I listened to the advice of some of our road engineers who do not believe it is an appropriate project to advance. I agree because of what it would do. As I said at a previous meeting of this committee, a €200 million bill would be due to the operator of the tunnel under the River Shannon. Within the confines of its contract, it will be entitled to compensation if we provide an alternative bridge across the Shannon, which is what the proposed road would involve. Also, it would fundamentally undermine the sustainable development of Limerick. I recently saw an attractive full-page advertisement in one of the newspapers stating Limerick city is going green. It can, will and should, and it would benefit from this. To do so, it has to bring life back to the centre. Three percent of the population lives within the historic core. To bring life back, we must bear in mind the alternative. It is an either–or scenario.

Should we not develop Limerick along the four railway lines that go into and through the city and which are underutilised? The roundabout at the end of the first phase of the northern distributor road is not in the middle of nowhere; it is very close to the community in Moyross, which could be significantly improved, developed and strengthened through the introduction of a train station, as one of many new stations we are going to put into Limerick.

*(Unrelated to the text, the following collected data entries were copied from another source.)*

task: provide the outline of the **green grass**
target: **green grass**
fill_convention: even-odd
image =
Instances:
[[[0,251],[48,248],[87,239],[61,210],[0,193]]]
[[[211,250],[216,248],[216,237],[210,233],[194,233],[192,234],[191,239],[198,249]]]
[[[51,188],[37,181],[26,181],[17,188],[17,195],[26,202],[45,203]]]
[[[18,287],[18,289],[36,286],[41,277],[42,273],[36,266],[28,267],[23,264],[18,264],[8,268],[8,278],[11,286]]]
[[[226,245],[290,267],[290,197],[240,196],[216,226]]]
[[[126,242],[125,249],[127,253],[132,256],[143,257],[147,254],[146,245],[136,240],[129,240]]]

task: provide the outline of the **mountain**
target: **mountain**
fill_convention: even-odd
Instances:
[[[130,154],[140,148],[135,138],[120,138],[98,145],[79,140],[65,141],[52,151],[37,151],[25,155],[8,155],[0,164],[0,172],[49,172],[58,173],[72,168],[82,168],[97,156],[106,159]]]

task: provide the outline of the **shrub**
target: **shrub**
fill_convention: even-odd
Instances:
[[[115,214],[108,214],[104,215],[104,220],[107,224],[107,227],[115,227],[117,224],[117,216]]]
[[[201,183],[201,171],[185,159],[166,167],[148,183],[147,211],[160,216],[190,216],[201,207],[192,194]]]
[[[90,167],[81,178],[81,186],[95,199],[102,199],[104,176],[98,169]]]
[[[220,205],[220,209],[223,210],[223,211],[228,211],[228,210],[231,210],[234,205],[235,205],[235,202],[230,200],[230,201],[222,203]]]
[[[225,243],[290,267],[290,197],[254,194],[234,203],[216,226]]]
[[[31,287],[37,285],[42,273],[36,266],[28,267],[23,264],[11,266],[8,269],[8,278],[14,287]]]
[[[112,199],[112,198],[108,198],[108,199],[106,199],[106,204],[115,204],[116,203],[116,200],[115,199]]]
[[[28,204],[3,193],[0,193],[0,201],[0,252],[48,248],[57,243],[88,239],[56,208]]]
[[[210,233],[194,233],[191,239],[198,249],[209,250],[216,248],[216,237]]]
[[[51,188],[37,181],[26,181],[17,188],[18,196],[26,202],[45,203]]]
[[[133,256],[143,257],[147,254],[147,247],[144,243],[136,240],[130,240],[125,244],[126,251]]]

The key to the development of Limerick is a new metropolitan rail system for the city. I have been upfront and honest about that. It will involve the reopening of the Foynes line and the use of the Ballybrophy line and putting in new stations on that, the development of stations on the Limerick Junction line to the Culbreth station, including the development of the centre and Culbreth station. The Land Development Agency has a key role in developing Limerick in those areas by creating transport-oriented development, that is high-quality housing for people close to the centre and to public transport. Limerick has a choice: does it want to go down the route of the old, sprawled roads based model, or does it want to be a modern green European transport orientated development city? I think the latter is the way to go.